第22話 恐怖の大巨人!キングダーク出現!!

脚本:伊上勝
監督:内田一作
ジンギスカンコンドル登場

 冒頭、とある海岸の断崖絶壁上で一組の兄妹が景色を愛でていた。兄・静夫(島田茂)は妹・早苗(清水めぐみ)の為に綺麗な花を取ろうとして崖から転落(落下地点と高低差が無かったので怪我はなかった)し、そこに奇妙な洞窟を見つけた。
 洞窟の奥から奇妙な音が響いてきたのだが、静夫は別の場所に通じていることで流れる空気の音が立てたものと断じ、この洞窟が富士山に繋がっているかもしれないと推測すると、早苗も興味をそそられ、二人は不気味さを忘れて洞窟内に入り込んだ。

 その奥で二人が見たのは、目を閉じて、頬杖を突いてうつ伏せに寝転がり、頭から日本の角を生やした巨像だった。兄妹は只の石像と断じたが、もしそうなら番組は成立しない(笑)。
 案の定、巨人像=キングダークの目が開き、静夫は念動力のようなもので吸い寄せられると左手に握られ、そのまま握り潰すように圧殺された………。そして目の前で兄を惨殺されたショックに加え、奥から現れた異形の怪人達―ジンギスカンコンドルガマゴエモンサソリジェロニモカブト虫ルパンの姿に早苗は気を失い、囚われの身となった。

 このシーンは謂わば、第22話で終わったGOD神話怪人軍団に替わったGOD悪人軍団のお目見えと、閲兵式を兼ねたものと云えよう。これ以後、『仮面ライダーX』において、(再生怪人を除けばだが)ギリシャ神話カラーがなくなる。
 そして歴史上(或いは伝説上)多くの人々の血を流した「悪人」(と見做された者)の血を受け継ぐ子孫に従来の悪の組織宜しく、動植物の能力を移植した改造人間が暗躍することとなるのであった。
 キングダークの語るところによると、ジンギスカンコンドルは数百万人もの人間の血を流したことで「悪の心」を持つ(とされた)ジンギスカン(チンギス・ハーン)の血筋に、コンドルの凶暴性をプラスした改造人間とのことで、その性格と能力で日本中を震え上がらせることを命じた。
 それに呼応するようにジンギスカンコンドルは早苗を手始めに、「吸血鬼作戦」を敢行すると宣言した。そしてキングダークはそれに付け加える様にXライダー抹殺を命じ、ジンギスカンコンドルも戦意を燃やすのだった。

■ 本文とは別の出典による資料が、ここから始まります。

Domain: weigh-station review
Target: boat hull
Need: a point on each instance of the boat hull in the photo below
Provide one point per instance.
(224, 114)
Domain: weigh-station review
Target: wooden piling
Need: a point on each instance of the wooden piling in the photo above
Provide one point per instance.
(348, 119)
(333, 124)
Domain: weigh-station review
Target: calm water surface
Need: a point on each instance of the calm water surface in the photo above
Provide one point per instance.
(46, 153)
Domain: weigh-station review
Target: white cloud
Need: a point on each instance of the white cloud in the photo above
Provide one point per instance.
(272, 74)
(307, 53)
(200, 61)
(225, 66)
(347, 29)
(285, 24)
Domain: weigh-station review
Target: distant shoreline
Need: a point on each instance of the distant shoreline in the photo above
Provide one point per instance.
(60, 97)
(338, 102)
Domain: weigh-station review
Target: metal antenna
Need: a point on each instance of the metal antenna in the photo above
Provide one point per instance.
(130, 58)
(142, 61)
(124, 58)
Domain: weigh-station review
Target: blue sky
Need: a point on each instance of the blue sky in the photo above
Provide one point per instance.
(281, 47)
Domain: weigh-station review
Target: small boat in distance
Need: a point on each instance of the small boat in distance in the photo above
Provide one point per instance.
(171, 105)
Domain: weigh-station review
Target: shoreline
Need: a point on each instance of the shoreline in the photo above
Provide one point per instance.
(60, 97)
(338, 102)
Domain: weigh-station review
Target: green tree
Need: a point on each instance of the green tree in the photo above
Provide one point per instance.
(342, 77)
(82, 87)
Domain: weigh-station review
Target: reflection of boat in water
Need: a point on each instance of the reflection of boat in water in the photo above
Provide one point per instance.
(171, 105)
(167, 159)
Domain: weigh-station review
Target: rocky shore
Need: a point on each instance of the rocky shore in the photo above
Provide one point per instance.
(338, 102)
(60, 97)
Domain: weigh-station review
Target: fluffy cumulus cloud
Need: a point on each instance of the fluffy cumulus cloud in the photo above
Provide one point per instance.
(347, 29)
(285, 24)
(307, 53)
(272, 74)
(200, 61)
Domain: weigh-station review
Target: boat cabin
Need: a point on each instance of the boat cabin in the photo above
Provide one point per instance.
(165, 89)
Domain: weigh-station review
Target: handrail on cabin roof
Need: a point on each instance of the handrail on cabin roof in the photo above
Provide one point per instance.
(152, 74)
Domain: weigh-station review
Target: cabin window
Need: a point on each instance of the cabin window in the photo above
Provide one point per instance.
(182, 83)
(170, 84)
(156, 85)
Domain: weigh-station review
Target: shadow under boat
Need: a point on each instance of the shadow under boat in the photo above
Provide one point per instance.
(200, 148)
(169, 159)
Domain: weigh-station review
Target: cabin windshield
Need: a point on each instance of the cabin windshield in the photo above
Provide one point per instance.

 場面は替わってCOL。そこにやって来た敬介は、友人の見舞いに行くチコ・マコと鉢合わせた。直後の店内における藤兵衛との会話から、二人が見舞いに行く相手が「お兄さんが亡くなった。」との台詞から、早苗が偶然チコ・マコの知り合いであることが視聴者にも推認出来るのであった(笑)。勿論、お兄さんが亡くなったと云う穏やかならざる台詞に顔を曇らせる敬介は「風吹けば」の心境だったことだろう(苦笑)。
 山上病院を訪れたチコ・マコの見舞いは普通に終わった。早苗が兄を失ったショックから抜けられない様子を見せたり、包帯を巻いた左二の腕をマコに触らせまいとしたりした挙動もあったが、事前に起きたことを思えば別段おかしな反応でもなかった。
 程なく院長の山上一(引松三郎)が入って来て、早苗の精神状態からも見舞いを切り上げるよう促し、早苗も最善の態度とは裏腹にまた来てね、としていたから、格段の不信は見られなかった。
 だが、院長の正体はジンギスカンコンドルで、巻かれた包帯の下にはジンギスカンコンドルが噛み付いた牙の痕が残っていた。吸血された早苗はヴァンパイアに従うレッサー・ヴァンパイア宜しく、ジンギスカンコンドルを「ご主人様」と呼び、その忠実な下僕となっており、ジンギスカンコンドルに問われるままにチコとマコがCOLでバイトしていることを告げた。
 これを聞いて「神敬介関係者」として懸念する風を示していたのだから、悪の組織における登場したばかりの新勢力が既に立花藤兵衛の存在を軽視していないことが伺えて興味深かった。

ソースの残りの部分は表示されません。